Uzaydan bakıldığında küçük bir yıldızın parıltısına benzeyen dünyamıza yaklaştıkça, inanılmaz görüntüler içinde bir hareketliliğin olduğu görülür. Büyük patlamadan (“Big-bang”) milyarlarca yıl sonra günümüz bilim adamlarının evrendeki oluşum geleneğini bölümlere ayırdığı dönemlere bakıldığında, tartışmasız olarak ne kadar kaliteli bir plan doğrultusunda evrenin yaratılışı ortaya çıkmaktadır. Bu bölümler; 10.43 saniyedeki “Planck”dönemi, 10.39 saniyede “Birleşik alanlar” dönemi, 10.5 saniyede “Kuarks”dönemi, 0.01 saniye ile 1 milyon yıl arası “Atom oluşumu” dönemi, 1 milyon yıl ile 280 milyon yıl arası “karanlık” dönem, 280 milyon yıl ile 10 milyar yıl arasındaki “yapılaşma” dönemi, 10 miyar yıl ile 13.7 milyar yıl arasındaki” günümüz evreni” oluştuğunda insan düşüncesini donduran özelliklerin belirmesi düşünebilen canlının bu yıldız üzerindeki egemenliğini belirledi. Canlı yaşamın yaratılmasındaki en önemli gelişmenin insan olduğunu sanırım tümümüz kabul etmek zorunda oluyoruz. Evrenin yaratılmasıyla ilgili maddenin inanılmaz yapısı gereği gelişmesi ve genişlemesinden sonraki aniden patlamasıyla ilgili bilim adamlarını ortak bir noktada birleştiren belki de yüzlerce dönemden söz etmek mümkündür. Bu alanda yeni buluşlar peşinde koşan bilim adamları insanlık adına büyük bir maratonu başarmış gibi oldular.

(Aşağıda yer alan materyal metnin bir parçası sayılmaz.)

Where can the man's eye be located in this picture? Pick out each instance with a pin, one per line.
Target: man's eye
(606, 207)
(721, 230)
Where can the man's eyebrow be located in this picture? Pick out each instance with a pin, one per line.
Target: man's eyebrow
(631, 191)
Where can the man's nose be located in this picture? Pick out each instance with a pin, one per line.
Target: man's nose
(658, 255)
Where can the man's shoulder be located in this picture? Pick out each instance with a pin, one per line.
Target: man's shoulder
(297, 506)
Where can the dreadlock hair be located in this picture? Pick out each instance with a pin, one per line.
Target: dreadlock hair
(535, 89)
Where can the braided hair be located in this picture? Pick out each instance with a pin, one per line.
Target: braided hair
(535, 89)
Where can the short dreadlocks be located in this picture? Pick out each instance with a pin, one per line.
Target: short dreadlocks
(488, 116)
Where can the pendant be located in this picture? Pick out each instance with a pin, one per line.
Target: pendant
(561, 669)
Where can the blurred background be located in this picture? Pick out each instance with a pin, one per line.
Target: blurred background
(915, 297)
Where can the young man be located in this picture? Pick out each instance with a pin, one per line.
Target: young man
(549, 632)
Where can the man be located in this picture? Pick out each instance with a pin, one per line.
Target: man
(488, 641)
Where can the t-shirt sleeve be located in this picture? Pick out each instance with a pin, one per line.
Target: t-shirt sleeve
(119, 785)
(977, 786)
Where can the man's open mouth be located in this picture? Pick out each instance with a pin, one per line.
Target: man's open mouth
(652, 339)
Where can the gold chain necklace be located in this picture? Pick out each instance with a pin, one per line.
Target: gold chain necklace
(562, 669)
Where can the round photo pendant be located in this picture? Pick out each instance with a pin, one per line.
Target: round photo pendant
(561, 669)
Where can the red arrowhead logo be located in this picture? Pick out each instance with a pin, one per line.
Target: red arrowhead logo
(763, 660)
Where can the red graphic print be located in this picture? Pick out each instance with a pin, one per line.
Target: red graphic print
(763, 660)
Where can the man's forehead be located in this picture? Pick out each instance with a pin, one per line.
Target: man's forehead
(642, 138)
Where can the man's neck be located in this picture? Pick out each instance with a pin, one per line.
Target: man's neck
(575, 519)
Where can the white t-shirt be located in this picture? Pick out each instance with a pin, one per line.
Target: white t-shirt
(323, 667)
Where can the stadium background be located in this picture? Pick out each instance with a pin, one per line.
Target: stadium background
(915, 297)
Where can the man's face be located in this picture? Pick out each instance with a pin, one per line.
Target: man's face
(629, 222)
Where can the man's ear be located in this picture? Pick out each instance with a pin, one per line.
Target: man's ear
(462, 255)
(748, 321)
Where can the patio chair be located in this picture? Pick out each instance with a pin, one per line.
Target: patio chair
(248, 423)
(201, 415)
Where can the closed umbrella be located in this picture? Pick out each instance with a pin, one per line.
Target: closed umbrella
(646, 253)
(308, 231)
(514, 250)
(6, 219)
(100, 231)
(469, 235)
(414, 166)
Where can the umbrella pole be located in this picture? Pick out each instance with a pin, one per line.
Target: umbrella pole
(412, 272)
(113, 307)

Tüm bu çalışmalar, insanlar tarafından yürütülüyor ve gelecekteki beklentilerinde daha kolay bir yaşam şeklini elde edebilmek amacıyla yeni tasarımlar için çabalar dururlar.
Albert Einstein’in “Görecelik”, Karl Scwarzschild “karadelikler”, Georges Lemaıtre ile George Gamow “Büyük Patlama”, Edwin Huble “Uzak galaksiler”, Fritz Zwicky ile Vera Rubin “karanlık dönem” Fred Hoyle ile Geoffrey Burbridge “Yıldız Oluşumu”, Arno Penzias ile Robert Wilson “Kozmik Işınma” “Stephen Hawking “Hawking Kuramı” Alan Guth “Enflasyon“ Saul Perlmutter ile Brian Schmidt “Karanlık Enerji” kuramlarının yaratıcıları olarak canlı yaşamdaki insanın gelecekteki yeni dönemine alışması için onları birer adım daha dünya ve evren üzerindeki egemenliklerine yaklaştırdılar. Bunlardan başka N. Kopernik“ kürelerin dönüşleri”, Johannes Kepler ”Yeni Astronomi”, Rene Deskartes “Dünya ve ışık üzerine incelemeler”, Galileo Galilei ”Ptolemaıos ve Kopernik sistemleri” üzerine konuşmaları, Isac Newton ”Doğal Felsefenin Matematiksel İlkeleri”, Christian Huygens ”Işık üzerine incelemeler”, Jean Babtiste Lamarck ”Zooloji Felsefesi”, P.S de Laplace “Olasılıklar üstüne Analitik kuram”, S.Carnot ”Ateşin gücü ve makineler” üstüne düşünceler, Charles Darwin ”Türlerin Kökeni”, Gregor Mendel ”Melez bitkiler üzerine denemeler”, Lous de Broglıe ”Kısıtlı göreceliğin” keşfi ile “dalgasal mekanik”, W.Heisenberg “Kuantum Mekaniği”, Georges Henri Lemaitre ”Evrenin genleşmesi üzerine varsayım” E.P.Huble “Evrenin Genişlemesi” kuramı. Yakın tarihimizde ise “DNA”ve“RNA” üzerinde yaptıkları çalışmalarıyla F.H.C Crick, M.H.F. Wilkins ve J.D Watson Nobel Fizyoloji ve Tıp ödüllerini aldılar. Mitolojiler ve dinler üzerine araştırma yapan yazarlar; Lucıan Levy-Bruhl, Emile Durcheim, Rudolf Otto, Marcel Maues, Gerardus Vander, Jachim Wach, Georges Dumezil, Mircea Eliade ve Roger Collins adlı yazarlardı. Bunlar yeryüzü haritasında zirveyi paylaşmaya çalışanlardı. Ancak yüzlerce yazar ve bilim adamı evrenin yaşam tarzı ile ilgili çeşitli eserlerle bu gerçeği hipotezler şeklinde desteklemeye çalıştılar.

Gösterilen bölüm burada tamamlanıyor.